Além da análise de sinais cerebrais, algumas empresas já estão inclusive a trabalhar em soluções para modular a atividade cerebral. Um grupo de investigadores da Universidade de Columbia, nos EUA, mostrou recentemente de que forma o neurofeedback pode ser usado para influenciar o estado de alerta e melhorar o desempenho dos indivíduos numa tarefa cognitivamente exigente usando um BCI baseado em EEG.
Outro caso de uso de BCI’s no trabalho está relacionado com a forma como interagimos com máquinas e dispositivos.
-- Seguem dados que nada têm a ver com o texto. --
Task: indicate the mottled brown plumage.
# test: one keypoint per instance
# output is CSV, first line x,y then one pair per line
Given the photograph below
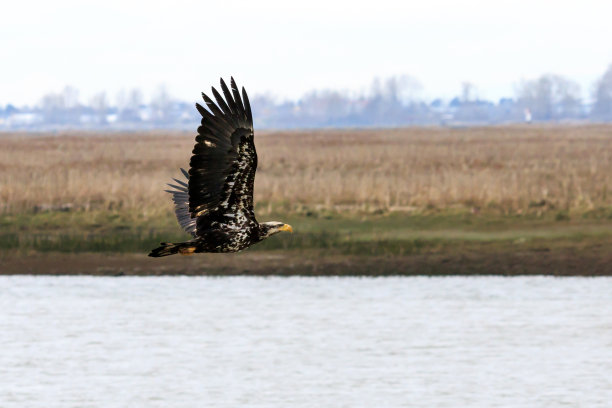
x,y
215,202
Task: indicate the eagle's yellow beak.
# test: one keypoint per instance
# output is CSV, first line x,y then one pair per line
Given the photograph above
x,y
286,227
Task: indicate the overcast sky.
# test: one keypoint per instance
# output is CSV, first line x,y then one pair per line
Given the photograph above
x,y
286,49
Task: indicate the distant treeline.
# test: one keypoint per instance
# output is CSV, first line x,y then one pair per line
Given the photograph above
x,y
390,102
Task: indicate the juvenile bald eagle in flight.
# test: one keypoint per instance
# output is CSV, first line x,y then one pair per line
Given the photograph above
x,y
215,203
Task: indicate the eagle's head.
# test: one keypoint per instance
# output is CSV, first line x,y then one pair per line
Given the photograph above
x,y
269,228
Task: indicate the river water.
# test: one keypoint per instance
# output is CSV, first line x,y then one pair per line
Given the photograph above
x,y
305,342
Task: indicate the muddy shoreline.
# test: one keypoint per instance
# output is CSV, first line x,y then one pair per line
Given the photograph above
x,y
593,261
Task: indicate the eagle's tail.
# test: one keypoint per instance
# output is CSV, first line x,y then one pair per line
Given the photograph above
x,y
169,248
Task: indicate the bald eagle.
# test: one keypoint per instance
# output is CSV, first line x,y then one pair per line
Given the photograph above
x,y
215,202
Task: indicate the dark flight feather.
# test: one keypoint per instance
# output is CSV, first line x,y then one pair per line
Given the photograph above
x,y
215,203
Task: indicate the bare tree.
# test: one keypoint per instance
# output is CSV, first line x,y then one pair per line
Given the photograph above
x,y
99,105
602,109
550,97
128,105
160,105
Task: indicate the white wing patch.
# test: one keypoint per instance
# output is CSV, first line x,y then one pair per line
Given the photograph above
x,y
180,197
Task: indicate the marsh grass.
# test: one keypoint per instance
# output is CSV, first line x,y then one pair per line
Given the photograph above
x,y
504,170
358,192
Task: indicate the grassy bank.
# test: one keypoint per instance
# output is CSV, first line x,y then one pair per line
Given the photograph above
x,y
324,243
422,200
De acordo com Alexandre Gonfalonieri, “no futuro, os trabalhos mais perigosos exigirão o uso de BCI’s. As empresas com trabalhadores que operam máquinas perigosas podem exigir que os seus trabalhadores sejam monitorizados com BCI’S. E acredito que um dia será obrigatório que pilotos e cirurgiões usem um BCI durante o trabalho…”
Os BCI’s não são uma tecnologia perfeita e, para já, não há forma de dizer que tipo de erros acontecerão quando as empresas começarem a usar estes dispositivos em ambiente real. Quando as empresas começarem a usar e a analisar dados cerebrais, como é que vão garantir a privacidade e a segurança dos dados dos seus colaboradores? Quem será o proprietário dos dados recolhidos? E quais são os direitos dos colaboradores quando as suas empresas começarem a implementar estas tecnologias?
A tecnologia está sempre à frente das regulamentações, mas à medida que um número crescente de startups e grandes empresas de tecnologia começam a apresentar ao mercado BCI’S mais seguros, precisos e baratos é preciso que pensemos nas respostas para estas questões. Segundo Alexandre Gonfalonieri, as empresas que começarem já a adotar estas tecnologias e a tirar o máximo proveito dos dados do cérebro para obter melhor eficiência no trabalho, serão as melhor preparadas para abraçar todos os riscos e potenciais benefícios que possam surgir com a implementação das BCI’s em contexto de trabalho.